Wednesday, July 15th, 2015

[ by Charles Cameron — a highly interesting discussion, discussed ]

How to Write and Fight World War III:

This is the video of a terrific discussion of the future of warfare — peacemaking, too, if you see them as two sides of a coin — from the Art of Future Warfare project, to which I have contributed [two stories, 1, 2, a video appearance, 3, and even a DoubleQuotes reference 4]


I want to select certain phrases from the discussion above, and comment on them.

It’s a work of fiction, not prediction.

The thing is, a work isn’t just what its creators intend it to be, it can also be whatever its readers make of it. It’s my impression that the Hebrew prophets were not predicting so much as warning — that’s a distinction Wallace Black Elk made a point of mentioning when he was waxing prophetic — but todays “prophecy teachers” all too often read prophecy as a statement of future fact rather than as a warning of a dangerous path to be avoided.

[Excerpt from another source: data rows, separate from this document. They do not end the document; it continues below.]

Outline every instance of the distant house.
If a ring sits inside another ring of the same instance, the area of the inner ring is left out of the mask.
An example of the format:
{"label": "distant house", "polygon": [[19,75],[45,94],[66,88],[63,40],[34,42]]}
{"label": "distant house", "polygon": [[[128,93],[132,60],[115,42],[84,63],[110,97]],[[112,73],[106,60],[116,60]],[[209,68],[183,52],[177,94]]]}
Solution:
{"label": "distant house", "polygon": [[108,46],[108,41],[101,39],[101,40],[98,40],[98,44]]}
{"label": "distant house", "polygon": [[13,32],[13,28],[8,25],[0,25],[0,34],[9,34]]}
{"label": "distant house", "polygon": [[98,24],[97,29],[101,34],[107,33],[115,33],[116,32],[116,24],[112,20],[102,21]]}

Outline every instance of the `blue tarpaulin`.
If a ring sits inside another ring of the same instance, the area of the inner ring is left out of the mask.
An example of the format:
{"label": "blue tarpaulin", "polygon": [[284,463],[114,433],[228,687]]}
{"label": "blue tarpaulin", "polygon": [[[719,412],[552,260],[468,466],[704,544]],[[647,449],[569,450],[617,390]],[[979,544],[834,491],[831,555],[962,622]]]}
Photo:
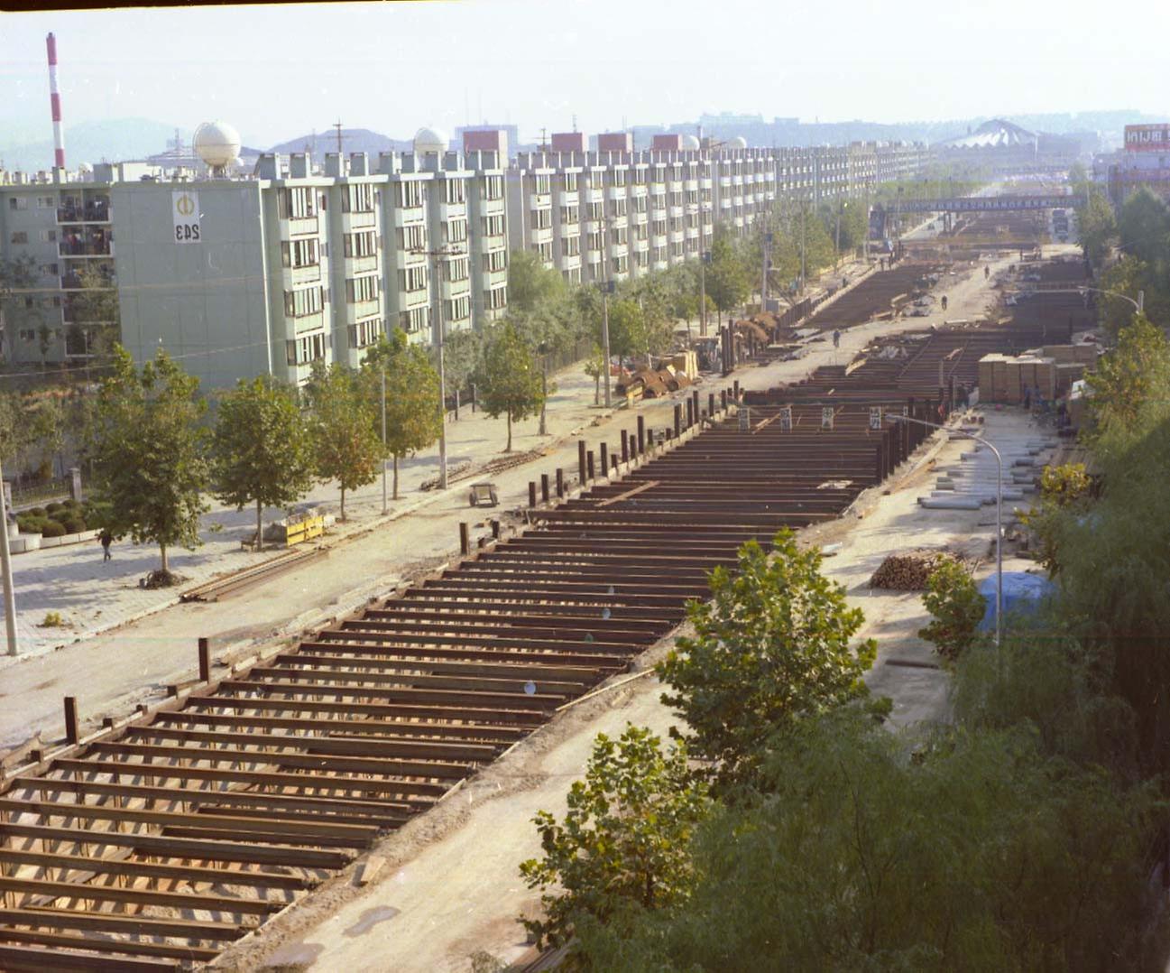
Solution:
{"label": "blue tarpaulin", "polygon": [[[1027,571],[1004,571],[1004,615],[1013,611],[1035,611],[1040,601],[1054,590],[1044,575]],[[996,573],[979,583],[979,594],[986,598],[987,609],[979,623],[980,631],[996,628]]]}

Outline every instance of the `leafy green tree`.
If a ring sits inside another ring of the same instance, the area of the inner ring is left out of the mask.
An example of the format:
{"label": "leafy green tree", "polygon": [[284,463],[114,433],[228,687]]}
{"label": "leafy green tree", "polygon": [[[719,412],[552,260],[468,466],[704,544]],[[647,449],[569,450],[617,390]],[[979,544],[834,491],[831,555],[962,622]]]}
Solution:
{"label": "leafy green tree", "polygon": [[159,547],[163,578],[168,548],[194,549],[207,511],[207,403],[199,379],[163,350],[142,371],[130,352],[115,348],[97,399],[94,467],[109,502],[106,528],[115,536]]}
{"label": "leafy green tree", "polygon": [[943,559],[927,578],[922,604],[931,618],[918,630],[918,638],[932,642],[943,658],[957,659],[975,642],[986,611],[975,578],[958,561]]}
{"label": "leafy green tree", "polygon": [[1145,187],[1121,205],[1117,232],[1130,256],[1157,268],[1170,256],[1170,207]]}
{"label": "leafy green tree", "polygon": [[663,751],[648,728],[629,724],[618,740],[598,734],[565,820],[548,811],[534,818],[544,857],[519,871],[544,892],[546,916],[521,921],[538,943],[559,946],[583,920],[681,902],[693,878],[688,843],[707,808],[682,744]]}
{"label": "leafy green tree", "polygon": [[682,637],[658,666],[693,732],[691,751],[716,762],[722,782],[750,779],[768,742],[801,719],[865,699],[862,681],[876,643],[849,642],[860,609],[820,573],[821,554],[777,533],[772,554],[749,541],[732,574],[711,571],[710,602],[691,602],[694,637]]}
{"label": "leafy green tree", "polygon": [[381,379],[386,376],[386,453],[394,462],[394,499],[398,499],[398,464],[425,450],[439,438],[442,413],[439,407],[439,372],[427,352],[408,344],[406,334],[395,328],[383,337],[363,362],[365,382],[376,399],[374,422],[381,434]]}
{"label": "leafy green tree", "polygon": [[1076,210],[1076,237],[1085,259],[1100,267],[1117,235],[1113,206],[1100,189],[1086,191],[1086,203]]}
{"label": "leafy green tree", "polygon": [[295,503],[312,486],[312,437],[291,389],[241,378],[219,402],[212,436],[212,482],[222,503],[256,505],[256,550],[264,507]]}
{"label": "leafy green tree", "polygon": [[1151,786],[1048,759],[1023,728],[896,735],[856,714],[808,720],[764,781],[758,800],[701,825],[687,899],[579,924],[587,968],[732,971],[750,958],[752,969],[1065,973],[1164,962],[1141,929],[1162,815]]}
{"label": "leafy green tree", "polygon": [[493,418],[508,418],[508,445],[511,452],[511,427],[529,416],[536,416],[544,403],[542,372],[516,328],[505,323],[496,329],[483,356],[483,409]]}
{"label": "leafy green tree", "polygon": [[383,452],[373,404],[358,376],[337,363],[316,368],[305,392],[317,475],[337,480],[340,519],[345,520],[345,492],[372,484],[378,475]]}
{"label": "leafy green tree", "polygon": [[531,251],[512,251],[508,263],[508,306],[537,311],[565,297],[565,280],[559,270],[546,268]]}
{"label": "leafy green tree", "polygon": [[746,301],[750,293],[751,277],[730,237],[717,233],[711,242],[711,263],[707,269],[707,295],[721,314],[727,314]]}

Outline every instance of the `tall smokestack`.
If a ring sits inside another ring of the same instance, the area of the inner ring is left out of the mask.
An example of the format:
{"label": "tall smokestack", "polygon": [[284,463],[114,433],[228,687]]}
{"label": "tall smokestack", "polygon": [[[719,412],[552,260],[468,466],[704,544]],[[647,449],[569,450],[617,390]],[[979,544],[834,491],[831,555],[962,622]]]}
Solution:
{"label": "tall smokestack", "polygon": [[61,91],[57,89],[57,39],[51,34],[44,39],[49,50],[49,104],[53,108],[53,165],[66,167],[66,137],[61,130]]}

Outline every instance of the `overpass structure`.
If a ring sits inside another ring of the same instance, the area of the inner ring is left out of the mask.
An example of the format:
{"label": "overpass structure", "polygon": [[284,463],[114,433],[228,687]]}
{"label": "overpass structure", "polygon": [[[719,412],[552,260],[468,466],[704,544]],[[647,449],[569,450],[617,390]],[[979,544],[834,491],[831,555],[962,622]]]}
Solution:
{"label": "overpass structure", "polygon": [[996,213],[1023,210],[1065,210],[1083,206],[1083,196],[957,196],[936,199],[900,199],[887,207],[900,213]]}

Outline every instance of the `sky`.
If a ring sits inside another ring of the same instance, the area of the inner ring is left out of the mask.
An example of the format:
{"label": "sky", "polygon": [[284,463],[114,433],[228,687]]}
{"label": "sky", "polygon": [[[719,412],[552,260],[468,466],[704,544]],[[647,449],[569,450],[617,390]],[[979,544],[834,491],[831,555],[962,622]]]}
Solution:
{"label": "sky", "polygon": [[0,143],[220,118],[267,148],[340,119],[611,131],[734,111],[821,122],[1137,109],[1170,117],[1170,2],[431,0],[0,14]]}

So we’re dealing with this incredibly complex world – how do we grapple with it? How do we think about these problems?

There’s a class of answers to this question, ranging from complex mathematical models, sims and games to stocks and flows diagrams to Dialogue Mapping and my own HipBone Games. Most if not all of the items in this class are graph-based (node and link) networks.

My own vector is away from high tech and “big” data, towards “rich” data and human-sized graphs — ie graphs with few enough nodes that the human mind can fairly easily envision them, and nodes and links rich enough in anecdotal, visual, statistical, aphoristic, quotatiuonal and other forms of data to elicit full-spectrum human responses, emotional, cultural, mental, heart and mind in conjunction.

we hunger for creativity and intellectual agility in our national security leaders, and our military leaders

The usual routes to leadership significantly fail to provide such agility, although occasional good apples to manage to survive among the rotten throng.. That’s why it takes so long to go from John Boyd being a voice in the wilderness to his being lauded by SecDef.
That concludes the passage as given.